Are is concerned about how the order, as well as recent planned changes by the Trump administration, will affect those people as well.
The administration’s proposed 2026 budget cuts more than $45 billion from HUD, according to reporting from our Central Florida media collaborative partners at The Orlando Sentinel. It includes ending funding for permanent supportive housing, which houses the chronically homeless and disabled.
Some 300,00 people across the country rely on those programs. In Central Florida, as many as 1,600 people would be affected, with half of them being veterans.
The drive to end “housing-first” homelessness policies has been a key policy for conservatives and the Trump administration, supported by the Cicero Institute, an organization that also has spearheaded the increase in public camping bans across the country, including here in Florida.
The Cicero Institute makes a distinction between sheltered individuals and unsheltered individuals and says the crisis lies in the latter group.
Devon Kurtz, the public safety policy director for the group, told the Associated Press that they were “delighted” by the order.
However, advocates also say the Trump administration is slashing budgets and support for evidence-based care in favor of care that is more expensive, and will also hurt the people who are in shelters.
In Orange County, the jail is currently the number one provider of mental health care. A report from the mayor’s jail oversight committee found treating inmates in the jail who are homeless and have a severe mental illness costs the county over $4.5 million.

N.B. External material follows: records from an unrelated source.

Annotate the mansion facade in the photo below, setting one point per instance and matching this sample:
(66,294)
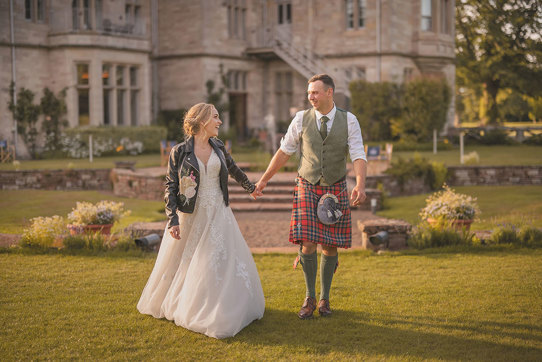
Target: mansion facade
(122,61)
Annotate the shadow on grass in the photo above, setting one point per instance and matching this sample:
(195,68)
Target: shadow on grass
(131,253)
(348,332)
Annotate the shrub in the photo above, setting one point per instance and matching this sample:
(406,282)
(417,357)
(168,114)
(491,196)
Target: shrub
(493,137)
(44,231)
(404,145)
(375,105)
(74,242)
(449,205)
(439,175)
(428,236)
(471,158)
(434,174)
(112,140)
(103,212)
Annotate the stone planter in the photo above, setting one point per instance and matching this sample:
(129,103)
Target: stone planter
(456,224)
(90,229)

The cost to house one inmate at the county jail is around $144 a day.
Are told News 6 earlier this month that the most intensive housing program in the Orlando area costs as much as $82 a day per person, by comparison.
“That’s when we’re paying most of the rent, and we have intensive case management, a lot of wraparound services. So that’s for people who have the most serious disabling conditions, who need the most help in order to remain stably housed,” Are said.
Stahlman said investing more in the current programs can reduce homelessness without criminalizing poverty or mental illness.
“Instead of coercive tactics, we should invest in evidence-based, compassionate solutions: community mental health programs, accessible substance use treatment, affordable housing, and support services that address trauma, not punish it,” Stahlman said.